Location: Foreign Animal Disease Research
2013 Annual Report
Specific objectives include: (1) Determine optimal route of direct inoculation of donor pigs for contact experiments through the comparison of inoculation routes. (2) Characterize FMDV acute pathogenesis parameters of infection in contact transmission studies using FMDV serotype O. (3) Characterize FMDV post-acute pathogenesis parameters of infection in contact transmission studies using FMDV, serotype O. (4) Characterize FMDV chronic pathogenesis parameters of infection in contact transmission studies using FMDV serotypes A and Asia 1.
Finalized ongoing experiments with the objective of developing and optimizing novel simulated natural FMDV exposure systems for pigs. Experimental studies evaluating intra-orophasyngeal (IOP) and intra-nasopharyngeal inoculation of swine using FMDV serotype A were performed to extend the data previously generated during similar experimental studies using FMDV serotype O.
The results of these initial experimental studies suggest that the newly developed IOP inoculation system is preferred and advantageous for studies of FMDV pathogenesis in swine.
The potential for pigs to serve as hosts for persistent FMDV infection has been investigated through experimental studies with FMDV serotypes O, A, and Asia-1. Preliminary findings indicate that it is not possible to isolate infectious virus from porcine tissues during the late phase of infection (>28 days post infection). There is, however, a relatively high prevalence of retained FMDV degradation products, consisting of RNA and capsid antigen, in lymph nodes that drain specific lesion sites. The significance of these byproducts is unclear at this time.

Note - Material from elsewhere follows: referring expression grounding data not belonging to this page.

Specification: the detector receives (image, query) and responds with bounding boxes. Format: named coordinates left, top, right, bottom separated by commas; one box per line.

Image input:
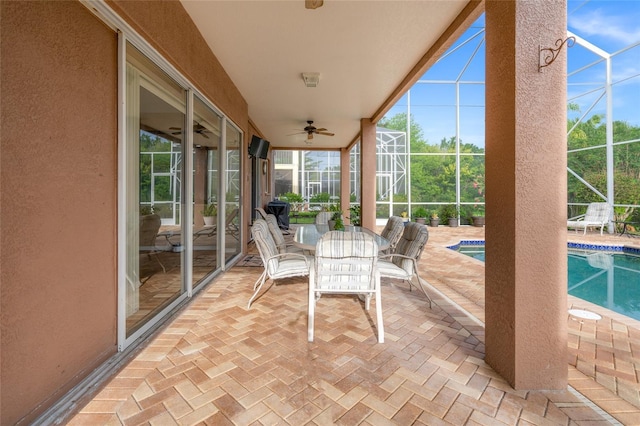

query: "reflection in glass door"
left=192, top=97, right=221, bottom=285
left=224, top=123, right=242, bottom=263
left=125, top=43, right=186, bottom=338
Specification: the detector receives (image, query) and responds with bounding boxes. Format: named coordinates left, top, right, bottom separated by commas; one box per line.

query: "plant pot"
left=415, top=218, right=426, bottom=225
left=472, top=216, right=485, bottom=227
left=448, top=218, right=458, bottom=227
left=328, top=220, right=336, bottom=231
left=429, top=219, right=439, bottom=227
left=203, top=216, right=216, bottom=226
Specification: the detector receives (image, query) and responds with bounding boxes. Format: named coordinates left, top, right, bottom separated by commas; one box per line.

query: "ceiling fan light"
left=305, top=0, right=323, bottom=10
left=302, top=72, right=320, bottom=88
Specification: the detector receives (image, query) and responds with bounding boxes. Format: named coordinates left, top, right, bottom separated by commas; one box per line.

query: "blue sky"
left=384, top=1, right=640, bottom=149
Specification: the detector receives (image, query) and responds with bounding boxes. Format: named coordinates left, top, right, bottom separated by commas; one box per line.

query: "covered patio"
left=68, top=227, right=640, bottom=425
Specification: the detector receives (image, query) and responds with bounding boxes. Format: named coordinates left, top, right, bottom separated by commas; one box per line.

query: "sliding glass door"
left=125, top=44, right=187, bottom=338
left=121, top=40, right=244, bottom=347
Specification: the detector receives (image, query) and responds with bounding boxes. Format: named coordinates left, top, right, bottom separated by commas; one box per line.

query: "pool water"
left=458, top=245, right=640, bottom=321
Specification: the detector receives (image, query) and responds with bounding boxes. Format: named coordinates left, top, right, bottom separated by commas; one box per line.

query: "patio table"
left=293, top=224, right=390, bottom=252
left=613, top=221, right=639, bottom=237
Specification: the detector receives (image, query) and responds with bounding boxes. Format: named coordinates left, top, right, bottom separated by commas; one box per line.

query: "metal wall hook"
left=539, top=36, right=576, bottom=72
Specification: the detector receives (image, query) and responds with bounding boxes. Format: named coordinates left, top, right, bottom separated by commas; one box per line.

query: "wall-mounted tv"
left=248, top=135, right=270, bottom=159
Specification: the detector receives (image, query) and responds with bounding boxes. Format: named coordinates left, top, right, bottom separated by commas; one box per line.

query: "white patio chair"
left=380, top=216, right=405, bottom=254
left=567, top=202, right=612, bottom=235
left=255, top=207, right=269, bottom=220
left=314, top=211, right=332, bottom=225
left=309, top=231, right=383, bottom=343
left=378, top=222, right=432, bottom=308
left=247, top=219, right=310, bottom=308
left=264, top=213, right=304, bottom=255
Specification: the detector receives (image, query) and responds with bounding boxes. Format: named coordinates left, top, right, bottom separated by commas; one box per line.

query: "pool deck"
left=67, top=226, right=640, bottom=425
left=422, top=226, right=640, bottom=424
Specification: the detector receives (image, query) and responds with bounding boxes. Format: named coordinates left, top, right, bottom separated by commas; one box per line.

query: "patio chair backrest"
left=393, top=222, right=429, bottom=273
left=315, top=211, right=332, bottom=225
left=251, top=219, right=280, bottom=275
left=315, top=231, right=378, bottom=290
left=380, top=216, right=405, bottom=253
left=255, top=207, right=269, bottom=220
left=265, top=214, right=287, bottom=253
left=585, top=203, right=612, bottom=223
left=140, top=213, right=161, bottom=249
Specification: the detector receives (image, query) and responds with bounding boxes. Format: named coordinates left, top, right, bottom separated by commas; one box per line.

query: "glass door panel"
left=225, top=123, right=242, bottom=263
left=126, top=43, right=186, bottom=338
left=192, top=96, right=221, bottom=285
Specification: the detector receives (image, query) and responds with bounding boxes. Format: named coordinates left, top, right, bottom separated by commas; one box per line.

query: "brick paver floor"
left=66, top=225, right=640, bottom=425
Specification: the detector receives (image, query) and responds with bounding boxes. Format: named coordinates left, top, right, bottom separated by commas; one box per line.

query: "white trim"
left=117, top=31, right=127, bottom=350
left=219, top=119, right=228, bottom=271
left=185, top=91, right=194, bottom=296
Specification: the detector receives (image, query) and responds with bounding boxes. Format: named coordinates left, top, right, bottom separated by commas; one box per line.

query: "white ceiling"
left=181, top=0, right=471, bottom=150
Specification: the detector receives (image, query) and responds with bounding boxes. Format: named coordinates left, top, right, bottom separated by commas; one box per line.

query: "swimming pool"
left=453, top=242, right=640, bottom=321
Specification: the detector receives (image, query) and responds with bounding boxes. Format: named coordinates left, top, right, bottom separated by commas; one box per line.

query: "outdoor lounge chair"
left=309, top=231, right=383, bottom=342
left=193, top=208, right=240, bottom=240
left=567, top=202, right=612, bottom=235
left=248, top=219, right=310, bottom=308
left=139, top=213, right=165, bottom=283
left=378, top=222, right=432, bottom=308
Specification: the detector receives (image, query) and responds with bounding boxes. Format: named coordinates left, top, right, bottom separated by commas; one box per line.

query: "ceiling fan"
left=170, top=123, right=211, bottom=139
left=295, top=120, right=335, bottom=140
left=305, top=0, right=323, bottom=10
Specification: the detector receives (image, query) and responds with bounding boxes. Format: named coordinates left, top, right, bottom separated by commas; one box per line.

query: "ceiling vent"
left=302, top=72, right=320, bottom=88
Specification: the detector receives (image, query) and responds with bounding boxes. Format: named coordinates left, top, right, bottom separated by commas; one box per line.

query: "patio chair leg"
left=247, top=274, right=268, bottom=309
left=413, top=273, right=433, bottom=309
left=151, top=253, right=166, bottom=273
left=253, top=270, right=266, bottom=290
left=375, top=286, right=384, bottom=343
left=308, top=275, right=315, bottom=342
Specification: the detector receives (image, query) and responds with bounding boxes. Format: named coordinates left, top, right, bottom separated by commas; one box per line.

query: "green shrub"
left=412, top=207, right=428, bottom=218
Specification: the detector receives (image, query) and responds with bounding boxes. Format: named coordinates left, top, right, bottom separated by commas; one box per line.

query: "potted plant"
left=412, top=207, right=428, bottom=225
left=329, top=210, right=344, bottom=231
left=429, top=211, right=440, bottom=227
left=471, top=207, right=485, bottom=227
left=201, top=203, right=217, bottom=226
left=348, top=204, right=361, bottom=226
left=439, top=204, right=459, bottom=227
left=400, top=211, right=410, bottom=225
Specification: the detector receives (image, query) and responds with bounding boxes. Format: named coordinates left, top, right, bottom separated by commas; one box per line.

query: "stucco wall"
left=1, top=1, right=118, bottom=423
left=107, top=0, right=248, bottom=131
left=1, top=0, right=251, bottom=423
left=485, top=0, right=568, bottom=389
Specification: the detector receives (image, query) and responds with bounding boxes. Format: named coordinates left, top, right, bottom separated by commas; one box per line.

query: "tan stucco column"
left=361, top=118, right=377, bottom=229
left=340, top=148, right=351, bottom=224
left=485, top=0, right=568, bottom=389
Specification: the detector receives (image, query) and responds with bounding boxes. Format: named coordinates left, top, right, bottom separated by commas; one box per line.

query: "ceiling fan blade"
left=305, top=0, right=323, bottom=9
left=315, top=128, right=327, bottom=132
left=317, top=131, right=335, bottom=136
left=287, top=131, right=307, bottom=136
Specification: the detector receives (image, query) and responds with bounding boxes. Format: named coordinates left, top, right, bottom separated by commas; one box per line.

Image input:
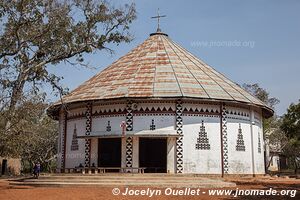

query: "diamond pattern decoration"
left=126, top=101, right=133, bottom=131
left=195, top=120, right=210, bottom=150
left=221, top=103, right=229, bottom=174
left=106, top=121, right=111, bottom=132
left=125, top=100, right=134, bottom=171
left=236, top=124, right=246, bottom=151
left=258, top=132, right=262, bottom=153
left=71, top=124, right=79, bottom=151
left=150, top=119, right=156, bottom=130
left=84, top=102, right=92, bottom=167
left=125, top=136, right=133, bottom=168
left=176, top=100, right=184, bottom=173
left=61, top=111, right=67, bottom=169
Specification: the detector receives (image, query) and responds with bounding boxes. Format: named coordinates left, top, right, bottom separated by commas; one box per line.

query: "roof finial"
left=151, top=8, right=166, bottom=32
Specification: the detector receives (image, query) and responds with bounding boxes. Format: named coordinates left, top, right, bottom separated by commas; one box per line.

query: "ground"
left=0, top=177, right=299, bottom=200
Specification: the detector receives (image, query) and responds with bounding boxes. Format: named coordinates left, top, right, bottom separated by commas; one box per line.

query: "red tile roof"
left=53, top=32, right=273, bottom=116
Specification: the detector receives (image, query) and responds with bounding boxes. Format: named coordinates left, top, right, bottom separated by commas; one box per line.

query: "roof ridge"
left=127, top=36, right=158, bottom=96
left=170, top=39, right=257, bottom=104
left=161, top=36, right=211, bottom=98
left=158, top=35, right=183, bottom=97
left=165, top=36, right=236, bottom=100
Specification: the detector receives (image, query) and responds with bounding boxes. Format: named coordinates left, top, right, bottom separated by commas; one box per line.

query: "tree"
left=242, top=83, right=279, bottom=134
left=281, top=100, right=300, bottom=140
left=0, top=92, right=58, bottom=172
left=280, top=100, right=300, bottom=173
left=0, top=0, right=136, bottom=137
left=242, top=83, right=280, bottom=172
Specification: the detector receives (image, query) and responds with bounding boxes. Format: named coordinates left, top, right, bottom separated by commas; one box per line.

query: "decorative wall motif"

Continued investigations of the acute pathogenesis of FMDV in pigs have been performed through time course experiments investigating viral dynamics and tissue distribution of virus in animals that have been euthanized at pre-determined time points from 6 to 72 hours post infection with FMDV serotype O and A. Analysis of samples obtained from performed animal studies is currently ongoing and will continue through November 2013 when this grant will expire. The outcome of this work will guide further efforts within this research objective.
No technologies have been transferred or publications produced during FY 2013.